Back to the Kenmore. Elsa spies the deeply etched wooden spoon propped handily in the utensil holder. Mr. Sturdy she calls that stirring device. It used to be her mother’s. She wipes off the brown dust stuck to the edges. Bleck. Whatever it is. Crap, she forgot the bowl. Hastily, she dashes two steps to the dish strainer to snatch the blue plastic bowl, the one she always uses for egg salad. It’s eggsellent for this purpose, she thinks, laughing to herself. Peel the eggs quickly under running water. If she hurries she can watch Dr. Phil from the beginning. Eggs in the bowl. Plunk, plunk. Roughly, she breaks up the whole eggs with trusty Mr. Sturdy. She watches the transformation, from intact, to chunks, her hands swirling eggspertly.
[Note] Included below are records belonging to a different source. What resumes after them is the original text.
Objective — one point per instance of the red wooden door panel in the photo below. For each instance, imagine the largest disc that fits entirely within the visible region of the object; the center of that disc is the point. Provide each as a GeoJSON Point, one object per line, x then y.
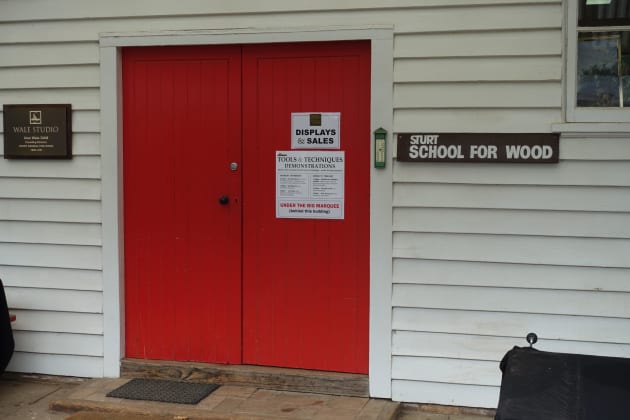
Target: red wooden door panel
{"type": "Point", "coordinates": [306, 282]}
{"type": "Point", "coordinates": [182, 129]}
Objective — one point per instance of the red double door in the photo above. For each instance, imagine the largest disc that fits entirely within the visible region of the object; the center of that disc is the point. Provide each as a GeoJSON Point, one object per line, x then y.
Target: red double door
{"type": "Point", "coordinates": [210, 273]}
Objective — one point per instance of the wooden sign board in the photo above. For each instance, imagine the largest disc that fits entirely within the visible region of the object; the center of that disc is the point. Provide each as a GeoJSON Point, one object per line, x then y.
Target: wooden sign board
{"type": "Point", "coordinates": [37, 131]}
{"type": "Point", "coordinates": [474, 147]}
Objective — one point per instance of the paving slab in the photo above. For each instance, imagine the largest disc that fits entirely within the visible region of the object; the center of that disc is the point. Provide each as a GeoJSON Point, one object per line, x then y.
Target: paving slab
{"type": "Point", "coordinates": [227, 402]}
{"type": "Point", "coordinates": [25, 397]}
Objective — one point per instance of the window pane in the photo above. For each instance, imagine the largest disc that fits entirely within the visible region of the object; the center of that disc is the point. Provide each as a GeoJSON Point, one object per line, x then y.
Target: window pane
{"type": "Point", "coordinates": [604, 13]}
{"type": "Point", "coordinates": [603, 73]}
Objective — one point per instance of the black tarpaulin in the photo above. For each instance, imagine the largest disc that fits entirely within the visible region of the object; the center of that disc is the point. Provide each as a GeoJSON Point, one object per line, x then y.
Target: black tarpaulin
{"type": "Point", "coordinates": [540, 385]}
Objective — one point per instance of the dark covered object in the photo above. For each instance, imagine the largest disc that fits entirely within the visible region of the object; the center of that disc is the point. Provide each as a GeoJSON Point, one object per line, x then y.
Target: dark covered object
{"type": "Point", "coordinates": [540, 385]}
{"type": "Point", "coordinates": [6, 334]}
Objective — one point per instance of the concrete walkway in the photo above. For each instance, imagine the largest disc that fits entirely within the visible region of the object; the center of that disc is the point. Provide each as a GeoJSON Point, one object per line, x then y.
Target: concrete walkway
{"type": "Point", "coordinates": [55, 398]}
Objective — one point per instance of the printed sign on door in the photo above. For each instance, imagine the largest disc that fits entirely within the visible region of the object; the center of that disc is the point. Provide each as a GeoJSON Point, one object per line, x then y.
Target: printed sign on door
{"type": "Point", "coordinates": [310, 184]}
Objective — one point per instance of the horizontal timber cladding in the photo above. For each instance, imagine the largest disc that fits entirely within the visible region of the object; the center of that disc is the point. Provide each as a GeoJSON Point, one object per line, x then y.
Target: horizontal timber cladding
{"type": "Point", "coordinates": [541, 249]}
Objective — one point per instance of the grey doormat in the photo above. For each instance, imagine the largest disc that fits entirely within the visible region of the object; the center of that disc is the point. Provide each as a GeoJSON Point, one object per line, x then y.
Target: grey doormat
{"type": "Point", "coordinates": [163, 390]}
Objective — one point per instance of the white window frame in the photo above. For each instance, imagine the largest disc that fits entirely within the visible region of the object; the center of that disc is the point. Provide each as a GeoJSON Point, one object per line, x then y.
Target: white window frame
{"type": "Point", "coordinates": [573, 112]}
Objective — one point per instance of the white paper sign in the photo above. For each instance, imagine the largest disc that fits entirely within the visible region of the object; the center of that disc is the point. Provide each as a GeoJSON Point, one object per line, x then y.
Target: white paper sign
{"type": "Point", "coordinates": [315, 130]}
{"type": "Point", "coordinates": [310, 184]}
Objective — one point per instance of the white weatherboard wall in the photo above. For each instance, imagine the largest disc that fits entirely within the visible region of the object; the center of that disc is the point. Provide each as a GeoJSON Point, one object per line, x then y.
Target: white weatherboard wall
{"type": "Point", "coordinates": [483, 253]}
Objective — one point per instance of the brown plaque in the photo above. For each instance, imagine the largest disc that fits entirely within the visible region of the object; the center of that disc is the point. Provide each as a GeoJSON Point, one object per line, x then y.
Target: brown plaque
{"type": "Point", "coordinates": [37, 131]}
{"type": "Point", "coordinates": [476, 147]}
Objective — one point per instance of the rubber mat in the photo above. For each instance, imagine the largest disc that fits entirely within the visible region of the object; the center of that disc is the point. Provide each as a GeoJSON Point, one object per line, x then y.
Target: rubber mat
{"type": "Point", "coordinates": [162, 390]}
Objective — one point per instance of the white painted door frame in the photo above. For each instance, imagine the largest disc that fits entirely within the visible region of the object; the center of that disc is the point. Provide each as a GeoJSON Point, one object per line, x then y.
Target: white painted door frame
{"type": "Point", "coordinates": [380, 179]}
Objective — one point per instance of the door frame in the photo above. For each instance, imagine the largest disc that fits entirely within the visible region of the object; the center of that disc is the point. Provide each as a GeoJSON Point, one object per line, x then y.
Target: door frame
{"type": "Point", "coordinates": [381, 189]}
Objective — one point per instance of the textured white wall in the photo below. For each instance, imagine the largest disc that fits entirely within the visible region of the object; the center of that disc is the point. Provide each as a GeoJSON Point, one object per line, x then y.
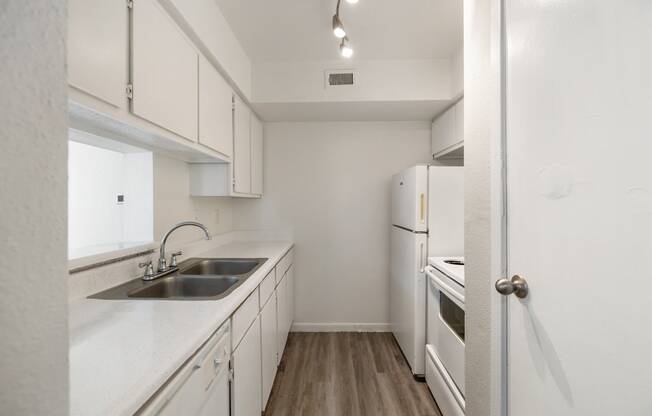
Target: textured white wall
{"type": "Point", "coordinates": [33, 187]}
{"type": "Point", "coordinates": [483, 204]}
{"type": "Point", "coordinates": [330, 184]}
{"type": "Point", "coordinates": [173, 203]}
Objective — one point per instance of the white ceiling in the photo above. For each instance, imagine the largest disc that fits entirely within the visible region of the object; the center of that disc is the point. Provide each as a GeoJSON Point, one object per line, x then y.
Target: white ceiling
{"type": "Point", "coordinates": [296, 30]}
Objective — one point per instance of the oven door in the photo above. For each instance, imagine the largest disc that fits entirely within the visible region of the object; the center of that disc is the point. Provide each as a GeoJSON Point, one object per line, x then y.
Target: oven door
{"type": "Point", "coordinates": [445, 323]}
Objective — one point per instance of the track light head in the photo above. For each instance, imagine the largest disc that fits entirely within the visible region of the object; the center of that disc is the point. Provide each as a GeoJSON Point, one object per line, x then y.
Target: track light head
{"type": "Point", "coordinates": [345, 48]}
{"type": "Point", "coordinates": [338, 27]}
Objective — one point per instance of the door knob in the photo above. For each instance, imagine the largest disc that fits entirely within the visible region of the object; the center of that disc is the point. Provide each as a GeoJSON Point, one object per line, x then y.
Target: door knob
{"type": "Point", "coordinates": [517, 286]}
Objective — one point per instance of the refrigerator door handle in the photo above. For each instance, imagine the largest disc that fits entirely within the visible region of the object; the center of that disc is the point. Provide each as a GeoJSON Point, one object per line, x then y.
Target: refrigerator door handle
{"type": "Point", "coordinates": [422, 208]}
{"type": "Point", "coordinates": [422, 259]}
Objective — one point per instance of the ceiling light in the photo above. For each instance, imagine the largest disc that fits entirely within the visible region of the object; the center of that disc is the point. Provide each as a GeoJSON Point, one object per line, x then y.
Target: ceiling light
{"type": "Point", "coordinates": [345, 48]}
{"type": "Point", "coordinates": [338, 27]}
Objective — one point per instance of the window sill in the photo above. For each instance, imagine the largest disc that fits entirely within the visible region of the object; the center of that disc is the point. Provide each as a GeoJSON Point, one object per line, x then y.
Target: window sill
{"type": "Point", "coordinates": [111, 254]}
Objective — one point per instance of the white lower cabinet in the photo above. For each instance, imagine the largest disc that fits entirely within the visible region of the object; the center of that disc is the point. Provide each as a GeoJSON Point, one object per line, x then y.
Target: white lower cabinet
{"type": "Point", "coordinates": [246, 386]}
{"type": "Point", "coordinates": [268, 347]}
{"type": "Point", "coordinates": [290, 289]}
{"type": "Point", "coordinates": [282, 316]}
{"type": "Point", "coordinates": [201, 387]}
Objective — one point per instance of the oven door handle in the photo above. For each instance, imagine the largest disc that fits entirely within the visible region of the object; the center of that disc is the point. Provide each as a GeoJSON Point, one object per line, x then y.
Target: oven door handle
{"type": "Point", "coordinates": [443, 286]}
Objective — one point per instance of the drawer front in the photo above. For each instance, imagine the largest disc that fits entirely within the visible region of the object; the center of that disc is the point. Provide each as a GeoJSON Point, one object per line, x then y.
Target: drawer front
{"type": "Point", "coordinates": [243, 317]}
{"type": "Point", "coordinates": [267, 287]}
{"type": "Point", "coordinates": [446, 394]}
{"type": "Point", "coordinates": [283, 265]}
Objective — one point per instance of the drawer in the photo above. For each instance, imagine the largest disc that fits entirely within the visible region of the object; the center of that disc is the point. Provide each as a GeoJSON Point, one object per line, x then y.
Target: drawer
{"type": "Point", "coordinates": [441, 385]}
{"type": "Point", "coordinates": [204, 377]}
{"type": "Point", "coordinates": [267, 287]}
{"type": "Point", "coordinates": [283, 265]}
{"type": "Point", "coordinates": [243, 317]}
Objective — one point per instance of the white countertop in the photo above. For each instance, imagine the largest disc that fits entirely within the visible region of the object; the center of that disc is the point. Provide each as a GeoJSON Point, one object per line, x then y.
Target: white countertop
{"type": "Point", "coordinates": [122, 351]}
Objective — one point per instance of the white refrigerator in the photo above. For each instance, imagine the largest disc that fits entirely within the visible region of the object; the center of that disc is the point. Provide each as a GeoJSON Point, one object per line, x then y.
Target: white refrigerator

Egg yolk, egg white, egg yolk, egg white, egg yolk, egg white. Elsa slows down some. She mixes more gently now, as the motion soothes her. Oh, the MAYONNAISE, right! She finds it on the top shelf of the Frigidaire, pushed all the way to the back, of course. Plop, she dumps some in. Not enough. Plop. Plop. Stir. Yellow piece, white piece, yellow piece, white piece, yellow piece, white piece. Salt. Pepper. Mustard. She forgets the celery. Stir, stir, stir. And then, it’s thoroughly mixed. Mixed. Mixed up? She feels mixed up.
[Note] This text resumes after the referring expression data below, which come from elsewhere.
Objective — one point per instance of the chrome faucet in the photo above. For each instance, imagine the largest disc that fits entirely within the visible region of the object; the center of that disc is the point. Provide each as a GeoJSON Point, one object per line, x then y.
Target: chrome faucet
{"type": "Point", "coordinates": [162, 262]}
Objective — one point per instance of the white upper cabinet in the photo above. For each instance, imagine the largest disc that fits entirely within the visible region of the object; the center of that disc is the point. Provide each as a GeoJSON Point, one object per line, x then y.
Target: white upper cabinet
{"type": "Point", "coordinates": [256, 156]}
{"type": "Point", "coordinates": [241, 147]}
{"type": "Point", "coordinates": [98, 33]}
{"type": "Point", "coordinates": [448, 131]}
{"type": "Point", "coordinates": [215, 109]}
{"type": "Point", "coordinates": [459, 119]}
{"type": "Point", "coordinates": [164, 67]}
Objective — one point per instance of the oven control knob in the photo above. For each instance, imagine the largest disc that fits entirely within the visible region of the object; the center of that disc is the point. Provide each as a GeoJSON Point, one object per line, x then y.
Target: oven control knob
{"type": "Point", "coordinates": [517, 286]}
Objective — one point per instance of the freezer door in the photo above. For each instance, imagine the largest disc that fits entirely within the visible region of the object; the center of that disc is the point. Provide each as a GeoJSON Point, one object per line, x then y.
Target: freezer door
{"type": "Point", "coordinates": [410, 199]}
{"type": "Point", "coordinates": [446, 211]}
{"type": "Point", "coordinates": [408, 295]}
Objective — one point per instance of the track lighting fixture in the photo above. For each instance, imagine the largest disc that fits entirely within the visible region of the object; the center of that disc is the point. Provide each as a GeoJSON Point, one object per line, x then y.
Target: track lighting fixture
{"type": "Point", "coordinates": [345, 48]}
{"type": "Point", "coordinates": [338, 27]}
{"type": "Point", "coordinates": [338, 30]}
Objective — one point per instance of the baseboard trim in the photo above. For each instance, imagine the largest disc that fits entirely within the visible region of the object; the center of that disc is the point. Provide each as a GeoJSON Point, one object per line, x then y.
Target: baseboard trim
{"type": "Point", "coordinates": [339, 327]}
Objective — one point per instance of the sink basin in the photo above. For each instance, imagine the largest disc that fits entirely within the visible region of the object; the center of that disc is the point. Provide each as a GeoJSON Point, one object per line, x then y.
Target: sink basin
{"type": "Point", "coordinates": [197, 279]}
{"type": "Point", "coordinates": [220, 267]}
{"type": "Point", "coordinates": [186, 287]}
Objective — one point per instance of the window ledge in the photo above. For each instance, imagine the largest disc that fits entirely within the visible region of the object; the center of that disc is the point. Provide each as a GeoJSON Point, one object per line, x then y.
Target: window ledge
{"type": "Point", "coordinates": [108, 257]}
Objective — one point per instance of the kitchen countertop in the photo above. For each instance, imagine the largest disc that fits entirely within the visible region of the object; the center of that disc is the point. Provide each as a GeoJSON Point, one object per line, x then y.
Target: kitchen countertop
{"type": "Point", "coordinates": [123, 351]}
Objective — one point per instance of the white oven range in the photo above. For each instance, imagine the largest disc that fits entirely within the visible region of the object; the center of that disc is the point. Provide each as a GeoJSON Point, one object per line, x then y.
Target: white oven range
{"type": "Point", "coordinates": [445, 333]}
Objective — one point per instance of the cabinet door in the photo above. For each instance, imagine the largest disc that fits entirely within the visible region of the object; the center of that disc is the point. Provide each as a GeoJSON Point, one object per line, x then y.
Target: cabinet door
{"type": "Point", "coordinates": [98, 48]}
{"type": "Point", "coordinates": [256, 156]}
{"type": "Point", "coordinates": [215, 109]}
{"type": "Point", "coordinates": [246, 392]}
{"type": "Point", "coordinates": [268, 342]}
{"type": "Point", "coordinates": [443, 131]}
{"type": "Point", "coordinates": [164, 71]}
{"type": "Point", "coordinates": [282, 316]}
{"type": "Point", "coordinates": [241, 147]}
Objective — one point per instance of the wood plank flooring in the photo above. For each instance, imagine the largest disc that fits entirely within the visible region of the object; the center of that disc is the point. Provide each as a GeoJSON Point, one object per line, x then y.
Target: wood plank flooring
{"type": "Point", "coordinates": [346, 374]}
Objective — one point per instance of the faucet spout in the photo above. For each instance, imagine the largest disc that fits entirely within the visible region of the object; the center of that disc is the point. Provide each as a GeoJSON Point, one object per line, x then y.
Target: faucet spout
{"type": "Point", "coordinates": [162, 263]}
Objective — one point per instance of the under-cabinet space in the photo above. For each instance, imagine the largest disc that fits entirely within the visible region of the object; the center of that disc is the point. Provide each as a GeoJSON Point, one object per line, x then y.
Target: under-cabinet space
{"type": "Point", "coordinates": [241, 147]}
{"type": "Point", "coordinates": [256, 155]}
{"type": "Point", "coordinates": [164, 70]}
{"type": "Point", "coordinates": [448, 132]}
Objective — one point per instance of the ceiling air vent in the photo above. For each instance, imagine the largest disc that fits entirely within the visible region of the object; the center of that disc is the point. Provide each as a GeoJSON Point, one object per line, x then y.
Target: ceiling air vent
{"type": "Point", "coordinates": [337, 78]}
Elsa picks up the blue bowl, filled with egg salad, is almost to the icebox when – when – when – she drops the bowl, crumples to the floor and realizes she can’t take it anymore. She can’t, she just can’t FEEL LIKE THIS anymore. Forget egg salad. Forget Dr. Phil. She runs to the phone, YES RUNS – to call her doctor. She trusts him. He’d tried to give her a number last time. This time she’s calling. Right NOW. She won’t be egged-on anymore. At least she has her humor, still, yes, still. Hands trembling, Elsa dials the phone. She will be whole, yes, she will, like those beautiful, perfect eggs. Elsa is determined. She cries when the secretary answers. This is it. She is doing it. Freeing herself, finally, from the pain.

2 responses

  1. Sometimes its when you’re doing the most mundane chore that something *snaps* and you KNOW you’ve had enough. I’ve been walking down the street
    and cried.
    Thus is very good and very poignant.

    • Isn’t that the truth? Sigh. Me too. I especially find myself crying while walking in the rain. I don’t know, something about teardrops from the sky that makes me feel I can let go with my own.

      Thank you. I really appreciate that you always take time to comment. It means a lot to me.